Remember the water balloon fights every Halloween night? We’d ride around town in the backs of pickup trucks and throw water balloons at each other until we ran out of supplies or someone got arrested, whichever came first. During my Junior year, a small group of us got sneaky and staked out the viaduct under US75, and threw balloons at our ‘opponents’ as they drove by… that was, until we hit an innocent passerby’s vehicle and had to run for our lives down the median of US75. Thank God for dark-colored clothing and a moonless night.

I was hired for my first job on Valentine’s Day 1989 at Wal-Mart in Sherman. This was before it was a 24-hour supercenter, when it was in the building that is now Toys-R-Us/Staples/Tractor Supply. I can remember many nights of cleaning nasty restrooms and mopping floors and pushing shopping carts in the pouring rain. And there were many mornings at school that I had to struggle to stay awake in class, particularly during the long working hours of the Christmas season.

Remember the fights at Piss Hill? Not sure how it got that name (its politically correct name was Urination Incline), but this was the place where people would meet to duke it out… always with a large audience. We didn’t have a lot to see around Howe, so we found unusual things to see… the Chicken Tree … Beer Hill … the Glowing Tombstone … the Haunted Bridge on Dripping Springs Road … such an exciting life in a small town.

We would hang out at Midway Mall until closing, and then on to Main Street in Denison. It was socially acceptable … heck, it was expected … that one should simply ‘hang out’ on the weekends, with no particular destination or goal (as adults, we now refer to this as loitering). We would terrorize Mazzio’s Pizza on Friday nights after the football games – that is, until we were banned from there by the Sherman Police Department.

We had some great teachers in Howe, though they were completely unappreciated by their students. We gave Pat Stewart such a hard time in computer class, and Mrs. Cordell provided to be an endless source of entertainment. I don’t think I’ll ever find a cooler English teacher than Dan Welborn – somehow, we had an all-guys English class my Freshman year, and certainly took advantage of it. We had so much fun that year, Mr. Welborn quit teaching at the end of the year and became a long-haul truck driver, or so I heard. Bill Martin (aka Mr. Bill, but only for the upperclassmen) was great, I can remember the subtitled Spanish movies that he’d show us while he held up a piece of paper in front of the TV to try to cover up the bad words.

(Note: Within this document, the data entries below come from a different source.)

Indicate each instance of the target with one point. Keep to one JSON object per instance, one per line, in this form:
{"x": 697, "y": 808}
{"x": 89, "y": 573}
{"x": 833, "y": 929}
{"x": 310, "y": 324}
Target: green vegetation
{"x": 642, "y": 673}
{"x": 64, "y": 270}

The constant rivalry between Mr. Macon and Mrs. Mullins was always fun, especially when they were assigned to adjoining classrooms. But possibly the greatest of all was teacher/Hollywood actor Norman Bennett. Such a mild-mannered guy, but I saw him once lose his temper at a group of students who were cheering on a girl fight in the Freshman hallway. And only Mr. Bennett could get away with saying the ‘S word’ while speaking in front of an assembly of the entire student body, faculty, parents, and school board.

I recall the collapse of the Soviet Union, and the fall of the Berlin wall. The (first) Gulf War broke out during January of my senior year, and I remember wondering whether I would go.

I remember very well the night we graduated in May of 1991. It had rained torrentially all day (I heard there was some guy building a boat and gathering pairs of animals in the south parking lot). The graduation ceremony went well, and we all went outside to perform the traditional tossing of the hats. Everyone huddled under the awning for a few minutes until a few brave souls stepped out into the downpour. One of my greatest memories of high school (I wish I had a photo of this) was the entire 1991 graduating class standing in the pouring rain in front of the auditorium, tossing hats and hugging and shaking hands. That was a great moment.

Howe High School was probably not the most exciting place to go to high school. There may have been more educational opportunities at a larger or richer district. But as for me, I wouldn’t trade a single memory from my years at Howe. It was a great place to learn and grow up.